L'Alto commissario francese Louis Le Franc, però, ha dichiarato che venerdì la capitale Nouméa si è svegliata è "più calma e pacifica", nonostante il rogo di una scuola e due attività commerciali. 

Stato di emergenza in Nuova Caledonai: bloccato TikTok

Giovedì, la Francia ha imposto lo stato di emergenza nel territorio d'oltremare, aumentando i poteri delle forze di sicurezza e inviando attrezzature e rinforzi. Venerdì mattina si terrà un terzo incontro interministeriale a Parigi per discutere della gestione della crisi. In una mossa senza precedenti per una democrazia occidentale, è stato bandito TikTok

Oltre ai 1.700 uomini delle forze di sicurezza già dispiegati per aiutare la polizia, ne sono in arrivo altri mille, ma la situazione “rimane molto tesa, con saccheggi, sommosse, incendi dolosi e attacchi, che sono insopportabili e indicibili”, ha dichiarato il primo ministro francese Gabriel Attal

Le autorità hanno confermato la morte di cinque persone dall'inizio delle sommosse, tra cui due agenti di polizia. I feriti sono centinaia, almeno sessanta sono membri delle forze di sicurezza, e altrettante sono le persone arrestate. 

Problemi di approvvigionamento

Intanto, i saccheggi e i blocchi stradali hanno creato un problema di approvvigionamento in tutto l'arcipelago.
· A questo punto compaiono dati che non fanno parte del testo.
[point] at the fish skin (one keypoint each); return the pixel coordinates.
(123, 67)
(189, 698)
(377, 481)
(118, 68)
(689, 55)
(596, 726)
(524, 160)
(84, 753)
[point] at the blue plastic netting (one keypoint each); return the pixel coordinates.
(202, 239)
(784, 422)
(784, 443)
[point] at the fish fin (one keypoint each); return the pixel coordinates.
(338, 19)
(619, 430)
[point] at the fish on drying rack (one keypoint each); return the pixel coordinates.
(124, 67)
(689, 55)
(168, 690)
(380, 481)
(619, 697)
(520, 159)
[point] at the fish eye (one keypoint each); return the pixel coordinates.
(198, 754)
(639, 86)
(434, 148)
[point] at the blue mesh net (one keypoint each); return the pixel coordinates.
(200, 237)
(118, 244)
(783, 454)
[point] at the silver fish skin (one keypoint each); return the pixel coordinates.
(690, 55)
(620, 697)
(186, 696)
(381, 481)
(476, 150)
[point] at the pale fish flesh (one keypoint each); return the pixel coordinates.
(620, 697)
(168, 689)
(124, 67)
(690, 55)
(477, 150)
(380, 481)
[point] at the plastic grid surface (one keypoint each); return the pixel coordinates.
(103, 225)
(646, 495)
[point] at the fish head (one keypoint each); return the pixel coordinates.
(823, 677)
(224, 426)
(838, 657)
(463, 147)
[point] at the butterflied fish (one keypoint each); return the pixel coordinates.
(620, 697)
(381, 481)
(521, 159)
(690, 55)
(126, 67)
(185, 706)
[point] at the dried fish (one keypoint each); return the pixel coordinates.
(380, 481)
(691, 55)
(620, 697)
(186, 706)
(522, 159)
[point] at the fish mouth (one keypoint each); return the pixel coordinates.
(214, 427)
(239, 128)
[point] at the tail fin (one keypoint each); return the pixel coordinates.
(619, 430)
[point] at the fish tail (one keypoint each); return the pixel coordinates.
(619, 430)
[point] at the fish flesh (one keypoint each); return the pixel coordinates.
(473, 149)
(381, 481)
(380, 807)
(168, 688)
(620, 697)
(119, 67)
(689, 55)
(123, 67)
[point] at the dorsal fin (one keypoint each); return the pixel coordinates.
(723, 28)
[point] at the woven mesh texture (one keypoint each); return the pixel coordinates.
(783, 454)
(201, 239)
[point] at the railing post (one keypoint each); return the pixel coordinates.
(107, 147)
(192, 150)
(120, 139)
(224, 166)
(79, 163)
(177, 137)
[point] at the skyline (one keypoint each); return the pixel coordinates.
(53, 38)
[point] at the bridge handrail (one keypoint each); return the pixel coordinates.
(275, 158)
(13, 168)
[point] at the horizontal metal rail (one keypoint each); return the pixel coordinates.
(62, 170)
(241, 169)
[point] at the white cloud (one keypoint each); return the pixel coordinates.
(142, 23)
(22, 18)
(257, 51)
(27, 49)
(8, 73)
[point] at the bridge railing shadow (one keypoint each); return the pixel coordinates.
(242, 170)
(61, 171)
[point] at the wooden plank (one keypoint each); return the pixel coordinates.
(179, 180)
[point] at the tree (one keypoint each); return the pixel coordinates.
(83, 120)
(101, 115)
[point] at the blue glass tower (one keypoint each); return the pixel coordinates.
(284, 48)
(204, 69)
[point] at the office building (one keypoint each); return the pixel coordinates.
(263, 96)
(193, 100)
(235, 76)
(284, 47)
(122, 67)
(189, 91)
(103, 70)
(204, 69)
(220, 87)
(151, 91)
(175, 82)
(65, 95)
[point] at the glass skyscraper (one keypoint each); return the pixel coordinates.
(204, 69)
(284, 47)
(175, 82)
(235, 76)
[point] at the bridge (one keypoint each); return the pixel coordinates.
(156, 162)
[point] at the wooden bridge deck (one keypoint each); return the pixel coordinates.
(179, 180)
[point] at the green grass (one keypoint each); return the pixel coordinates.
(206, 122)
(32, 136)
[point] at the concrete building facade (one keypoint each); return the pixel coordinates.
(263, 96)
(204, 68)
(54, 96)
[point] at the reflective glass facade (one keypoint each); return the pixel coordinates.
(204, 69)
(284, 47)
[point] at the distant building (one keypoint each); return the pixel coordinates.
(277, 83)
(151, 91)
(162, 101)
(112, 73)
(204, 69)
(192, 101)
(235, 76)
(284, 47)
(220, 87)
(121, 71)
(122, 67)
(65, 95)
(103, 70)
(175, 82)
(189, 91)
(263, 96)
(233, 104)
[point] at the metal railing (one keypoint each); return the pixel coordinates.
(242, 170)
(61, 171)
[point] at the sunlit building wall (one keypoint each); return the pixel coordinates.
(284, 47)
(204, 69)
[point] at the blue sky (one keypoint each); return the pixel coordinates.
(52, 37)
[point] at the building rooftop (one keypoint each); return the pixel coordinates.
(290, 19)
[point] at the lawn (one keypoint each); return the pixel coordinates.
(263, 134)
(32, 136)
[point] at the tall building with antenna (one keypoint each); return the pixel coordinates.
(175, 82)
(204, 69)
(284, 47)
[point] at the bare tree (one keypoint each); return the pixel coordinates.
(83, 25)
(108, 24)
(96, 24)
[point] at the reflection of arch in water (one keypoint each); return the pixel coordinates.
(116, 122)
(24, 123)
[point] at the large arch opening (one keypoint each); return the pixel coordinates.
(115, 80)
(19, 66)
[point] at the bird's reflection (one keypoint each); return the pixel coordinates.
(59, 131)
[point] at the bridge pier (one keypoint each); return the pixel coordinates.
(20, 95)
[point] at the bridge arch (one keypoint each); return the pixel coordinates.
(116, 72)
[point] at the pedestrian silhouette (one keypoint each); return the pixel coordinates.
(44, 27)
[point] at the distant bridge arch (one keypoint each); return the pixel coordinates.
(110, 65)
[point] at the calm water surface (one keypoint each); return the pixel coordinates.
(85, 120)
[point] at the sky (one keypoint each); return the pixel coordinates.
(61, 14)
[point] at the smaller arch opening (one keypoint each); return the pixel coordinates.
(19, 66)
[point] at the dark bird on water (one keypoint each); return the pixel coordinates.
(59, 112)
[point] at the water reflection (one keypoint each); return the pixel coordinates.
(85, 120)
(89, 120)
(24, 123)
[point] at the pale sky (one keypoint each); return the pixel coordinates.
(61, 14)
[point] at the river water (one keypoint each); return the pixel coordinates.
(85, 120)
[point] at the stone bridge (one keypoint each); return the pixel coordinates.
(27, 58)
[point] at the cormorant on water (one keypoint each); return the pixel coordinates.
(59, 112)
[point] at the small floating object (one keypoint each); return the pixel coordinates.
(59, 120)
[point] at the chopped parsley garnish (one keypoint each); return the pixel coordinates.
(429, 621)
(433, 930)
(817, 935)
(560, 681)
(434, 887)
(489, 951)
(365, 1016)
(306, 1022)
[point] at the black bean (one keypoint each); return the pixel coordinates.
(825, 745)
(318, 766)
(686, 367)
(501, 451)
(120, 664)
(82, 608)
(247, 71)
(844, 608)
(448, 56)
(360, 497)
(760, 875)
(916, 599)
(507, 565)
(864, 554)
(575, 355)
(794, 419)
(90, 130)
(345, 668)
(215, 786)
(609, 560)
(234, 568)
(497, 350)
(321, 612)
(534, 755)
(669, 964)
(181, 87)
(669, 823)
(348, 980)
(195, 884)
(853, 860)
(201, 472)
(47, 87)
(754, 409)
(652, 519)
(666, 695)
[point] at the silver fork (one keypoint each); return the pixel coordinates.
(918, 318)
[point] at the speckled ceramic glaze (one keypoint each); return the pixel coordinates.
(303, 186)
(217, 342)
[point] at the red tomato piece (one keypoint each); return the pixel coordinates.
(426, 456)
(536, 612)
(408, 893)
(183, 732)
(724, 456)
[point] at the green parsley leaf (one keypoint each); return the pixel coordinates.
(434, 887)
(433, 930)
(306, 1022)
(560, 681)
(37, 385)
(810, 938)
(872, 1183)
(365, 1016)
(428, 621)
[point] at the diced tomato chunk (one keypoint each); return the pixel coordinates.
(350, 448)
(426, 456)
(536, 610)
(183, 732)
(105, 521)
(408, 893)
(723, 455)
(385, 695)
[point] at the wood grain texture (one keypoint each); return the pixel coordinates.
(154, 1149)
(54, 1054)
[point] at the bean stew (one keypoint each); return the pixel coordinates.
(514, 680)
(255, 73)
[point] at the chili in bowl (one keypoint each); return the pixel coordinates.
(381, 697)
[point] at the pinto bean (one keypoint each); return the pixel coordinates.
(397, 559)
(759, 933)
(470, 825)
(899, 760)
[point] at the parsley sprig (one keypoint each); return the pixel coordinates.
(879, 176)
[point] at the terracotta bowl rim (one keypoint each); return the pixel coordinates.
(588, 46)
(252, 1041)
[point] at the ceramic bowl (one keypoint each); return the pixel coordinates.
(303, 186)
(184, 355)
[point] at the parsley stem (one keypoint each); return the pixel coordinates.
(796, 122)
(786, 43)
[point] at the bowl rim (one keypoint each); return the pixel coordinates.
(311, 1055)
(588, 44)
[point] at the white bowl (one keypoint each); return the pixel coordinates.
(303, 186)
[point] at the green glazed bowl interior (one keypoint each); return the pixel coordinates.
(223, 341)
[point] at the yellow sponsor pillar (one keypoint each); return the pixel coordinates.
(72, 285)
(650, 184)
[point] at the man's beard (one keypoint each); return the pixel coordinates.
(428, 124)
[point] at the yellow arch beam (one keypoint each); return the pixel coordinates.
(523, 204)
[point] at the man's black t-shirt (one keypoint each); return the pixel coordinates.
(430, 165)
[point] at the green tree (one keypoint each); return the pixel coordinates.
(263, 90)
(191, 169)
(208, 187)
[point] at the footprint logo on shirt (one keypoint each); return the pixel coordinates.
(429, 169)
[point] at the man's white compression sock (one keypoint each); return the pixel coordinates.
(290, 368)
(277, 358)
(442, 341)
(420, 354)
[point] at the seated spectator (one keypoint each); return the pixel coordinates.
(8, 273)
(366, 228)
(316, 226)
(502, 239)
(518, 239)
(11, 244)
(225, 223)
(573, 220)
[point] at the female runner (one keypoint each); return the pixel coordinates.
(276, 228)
Folle di persone fanno la fila davanti ai pochi supermercati rimasti aperti a Nouméa nonostante i disordini, e molti residenti temono la penuria di fronte agli scaffali quasi vuoti. Per questo gli esercizi commerciali hanno iniziato il razionamento, impartendo istruzioni ai clienti sui limiti all'acquisto dei prodotti. Si teme anche una carenza di carburante.

In un comunicato stampa il governo locale ha assicurato che il rischio di una carenza alimentare è lontano: "Al momento il governo della Nuova Caledonia ha individuato una scorta di due mesi. Non c'è carenza di cibo. La difficoltà sta nel rifornire i negozi e le stazioni di servizio nei vari quartieri di Nouméa e dintorni", hanno detto le autorità locali.